El médico cerró la puerta.
—Los análisis de Emma muestran algo que necesitamos confirmar inmediatamente.
Michael se apoyó contra la pared.
—¿Qué tiene?
El médico me miró primero.
—Encontramos rastros de un medicamento que no figura en su historial. La concentración es demasiado alta para una exposición accidental.
Sentí que el suelo desaparecía.
—Emma no toma ningún medicamento.
Michael levantó la cabeza demasiado rápido.
El médico lo notó.
Yo también.
—Michael —susurré—. ¿Qué sabes?
—Nada.
Pero ya estaba retrocediendo.
Una enfermera entró con la mochila de Emma.
—Encontramos esto dentro de su botella.
Sacó un pequeño recipiente.
Michael cerró los ojos.
Y entendí que mi marido sabía exactamente qué era.
—Habla.
Se dejó caer en una silla.
—Yo no quería hacerle daño.
Aquellas palabras me helaron.
Entonces confesó.
Meses antes había comenzado a darle a Emma, sin consultar con ningún médico, unas pastillas que alguien le había recomendado porque creía que la ayudarían a dormir y estar “más tranquila”.
—¿Durante meses? —pregunté.
Michael negó desesperadamente.
—Solo algunas veces.
El médico intervino.
—Los resultados sugieren exposición repetida.
Michael dejó de hablar.
De repente recordé todo.
El cansancio.
Los dolores de cabeza.
La falta de apetito.
Las noches en que Michael insistía en preparar personalmente la bebida de Emma.
Yo había estado buscando una enfermedad.
Nunca imaginé que la respuesta estaba dentro de nuestra propia casa.
—¿Por qué? —pregunté.
Michael se cubrió el rostro.
Entonces llegó la segunda confesión.
Emma había comenzado a despertarse algunas noches y había descubierto que su padre salía de casa después de que yo me acostaba.
Michael mantenía una relación con otra mujer.
Emma había amenazado con contármelo.
Así que él empezó a darle algo para que durmiera profundamente.
Me quedé mirándolo sin reconocer al hombre con quien había compartido doce años.
—Es nuestra hija.
—Lo sé.
—No.

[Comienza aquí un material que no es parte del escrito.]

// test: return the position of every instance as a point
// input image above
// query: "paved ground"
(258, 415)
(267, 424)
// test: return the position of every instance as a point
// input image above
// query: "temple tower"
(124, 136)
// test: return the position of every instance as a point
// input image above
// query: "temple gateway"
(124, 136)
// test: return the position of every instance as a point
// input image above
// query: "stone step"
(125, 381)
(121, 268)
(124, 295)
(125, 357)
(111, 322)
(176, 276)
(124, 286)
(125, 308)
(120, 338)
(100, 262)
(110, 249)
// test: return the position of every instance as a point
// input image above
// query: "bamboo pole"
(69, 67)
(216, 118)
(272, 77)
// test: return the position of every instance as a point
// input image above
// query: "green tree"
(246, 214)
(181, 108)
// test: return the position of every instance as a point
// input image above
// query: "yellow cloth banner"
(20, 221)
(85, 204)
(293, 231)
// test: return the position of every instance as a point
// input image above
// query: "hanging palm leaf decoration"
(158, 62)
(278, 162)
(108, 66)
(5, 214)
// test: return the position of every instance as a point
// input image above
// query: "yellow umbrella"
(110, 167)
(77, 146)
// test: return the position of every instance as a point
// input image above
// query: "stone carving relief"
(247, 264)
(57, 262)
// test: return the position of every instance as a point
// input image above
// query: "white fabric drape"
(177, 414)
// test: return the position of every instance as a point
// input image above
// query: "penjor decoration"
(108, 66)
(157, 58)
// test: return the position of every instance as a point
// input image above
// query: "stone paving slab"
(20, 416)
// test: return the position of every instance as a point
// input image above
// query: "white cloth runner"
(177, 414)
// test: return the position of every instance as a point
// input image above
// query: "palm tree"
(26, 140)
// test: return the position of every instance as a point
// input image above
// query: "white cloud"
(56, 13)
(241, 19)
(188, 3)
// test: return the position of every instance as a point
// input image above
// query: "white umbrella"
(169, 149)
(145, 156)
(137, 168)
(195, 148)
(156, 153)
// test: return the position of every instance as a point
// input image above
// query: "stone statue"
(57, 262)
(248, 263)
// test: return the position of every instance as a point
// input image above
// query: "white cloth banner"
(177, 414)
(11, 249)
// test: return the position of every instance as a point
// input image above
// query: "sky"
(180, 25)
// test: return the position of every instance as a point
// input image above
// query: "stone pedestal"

Si lo supieras, jamás habrías hecho esto.
El hospital notificó a las autoridades y servicios de protección infantil. Michael salió de aquella habitación acompañado, mientras yo permanecí junto a Emma.
Ella abrió los ojos horas después.
—Mamá…
Le sujeté la mano.
—Estoy aquí.
—¿Papá está enfadado conmigo?
Aquella pregunta terminó de romperme.
—No tienes que preocuparte por eso.

Emma tardó semanas en recuperarse completamente.
Yo tardé mucho más en aceptar la verdad.
Pero aquella tarde aprendí algo que jamás olvidé:
había pasado semanas preguntándome qué enfermedad estaba alejando a mi hija de mí.
Nunca pensé que el peligro dormía bajo nuestro mismo techo.